Confusion on theorem 8.1.2 and corollary in Wald's GR book In Wald's GR book theorem 8.1.2 says:

Let $(M,g_{ab})$ be an arbitray spacetime, and let $p \in M$. Then
there exists a convex normal neighborhood of $p$, i.e., an open set
$U$ such that for all $q,r \in U$ there exists a unique geodesic
$\gamma$ connecting $q$ and $r$ and staying entirely in $U$.
Furthermore, for any such $U$, $I^+(p)|_U$ consists of all points
reached by future directed timelike geodesic starting from $p$ and
contained within $U$, where $I^+(p)|_U$ denotes the chronological
future of $p$ in the spacetime $(U,g_{ab})$. In addition, $\dot I^+(p)|_U$ is generated by the future directed null geodesics in $U$
emanating from $p$.

In the next paragraph, it says if $q \in J^+(p)$, we can connect $p,q$ via causal curve $\lambda$  and cover this $\lambda$ by finitely many $U$'s in the theorem ($\lambda$ failed to be null geodesic in any such $U$), and we can deform each piece such that $\lambda$ becomes a timelike curve.
the corollary is:

If $q \in J^+(p)-I^+(p)$, then any causal curve connecting $p$ to $q$
must be a null geodesic.

My questions are:

*

*How to deform this $\lambda$ to a timelike curve by theorem? Why is the condition "$λ$ failed to be null geodesic in any such $U$" assumed? Is it a piecewise differentiable one after deformation?

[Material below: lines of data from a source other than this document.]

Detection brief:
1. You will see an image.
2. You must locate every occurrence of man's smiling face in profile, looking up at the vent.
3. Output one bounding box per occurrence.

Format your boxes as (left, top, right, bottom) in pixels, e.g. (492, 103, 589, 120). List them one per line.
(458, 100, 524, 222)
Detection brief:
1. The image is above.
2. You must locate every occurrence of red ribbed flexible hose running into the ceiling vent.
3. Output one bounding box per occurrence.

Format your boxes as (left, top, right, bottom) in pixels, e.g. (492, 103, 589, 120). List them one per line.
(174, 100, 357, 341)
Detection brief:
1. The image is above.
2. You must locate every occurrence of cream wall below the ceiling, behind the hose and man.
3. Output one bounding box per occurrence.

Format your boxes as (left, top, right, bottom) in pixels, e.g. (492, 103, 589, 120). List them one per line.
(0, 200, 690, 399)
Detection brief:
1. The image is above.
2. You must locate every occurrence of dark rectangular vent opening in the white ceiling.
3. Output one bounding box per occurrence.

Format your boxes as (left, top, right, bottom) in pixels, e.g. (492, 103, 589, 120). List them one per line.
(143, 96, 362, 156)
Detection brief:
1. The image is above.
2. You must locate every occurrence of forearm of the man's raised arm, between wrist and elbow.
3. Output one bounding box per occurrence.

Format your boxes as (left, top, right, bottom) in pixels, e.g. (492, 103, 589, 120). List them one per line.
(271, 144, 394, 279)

*How to conclude the corollary?

 A: *

*$\lambda$ is a future directed timelike curve when the timelike vector field chosen to time-orient the manifold $M$ does not become 0 at any point on the curve:

\begin{equation}
t^{a}(s) \neq 0 \, \, , \quad \forall \, s \in \lambda
\end{equation}
This in general isn't true for every point on a causal curve, but we want all convex normal neighbourhoods between $p$ and $q$ to contain such points so that we deform $\lambda$ to include them.
As per the theorem, each convex neighbourhood contains all points on $I^{+}(p) |_{U}$ which can be reached by a future timelike geodesic starting from point $p$. Since there is a unique geodesic within each neighbourhood that stays entirely within it and it is not null, the unique geodesic for each neighbourhood $U_{i}$ that has a set of starting/ending points $(p_{i},q_{i})$ is going to be timelike and containg points from $I^{+}(p_{i}) |_{U_{i}}$. That means one can change $\lambda$ within each neighbourhood while staying within it so that $t^{a}$ never becomes 0, making the new curve future oriented timelike.
It is now clear why the initial assumption is made. If $\lambda$ contained some neighbourhood $\mathcal{U}$ where the unique geodesic that stays entirely within it is null, then you cannot always connect its starting/ending points $(\mathcal{P}, \mathcal{Q})$ with points entirely from $I^{+}(\mathcal{P}) |_{\mathcal{U}}$ without treading outside the neighbourhood. By extension, you cannot deform $\lambda$ to become timelike as a whole. Or to put it more rigorously, you could deform $\lambda$ for all points in the chronological past of $\mathcal{P}$ into a timelike curve $\ell(p)$ and all points of its chronological future into $\overline{\ell(p)}$, but $q \notin \ell(p)$ while $q \in \overline{\ell(p)}$. Hence the resulting deformed curve would not be closed.
Since the deformation is smooth, the curve is smooth itself, not piecewise differentiable.


*Again by virtue of the theorem, each null geodesic starting from a point $p_{i}$ at some neighbourhood will generate the boundary $\dot{I}^{+}(p_{i}) |_{U_{i}}$. By extension, if a point $s_{i}$ within this neighbourhood belongs to $\dot{I}^{+}(p_{i}) |_{U_{i}}$, that means it will be part of a null geodesic. The connection of each local null geodesic will complete a total null geodesic which will end up at the boundary $\dot{I}^{+}(p)$ for the complete curve. That boundary will be located on the lightcone that separates $I^{+}(p)$ from the rest of the causal future of $p$.

Now we suppose that $q \in J^{+}(p) - I^{+}(p)$. That means $q$ is part of a set that is generated by removing all points that are not causally accessible from the causal curve $\lambda$, therefore $q$ has to lie somewhere on the lightcone. Within this point's neighbourhood, $q$ not only belongs, but it is the ending point of a local null geodesic, hence the unique geodesic of that neighbourhood is null and not timelike. Using the conclusion from the previous paragraph, the condition that $\lambda$ is a closed curve, and the fact that $\lambda$ in this case cannot be deformed into a timelike curve, the total causal curve has to be a null geodesic.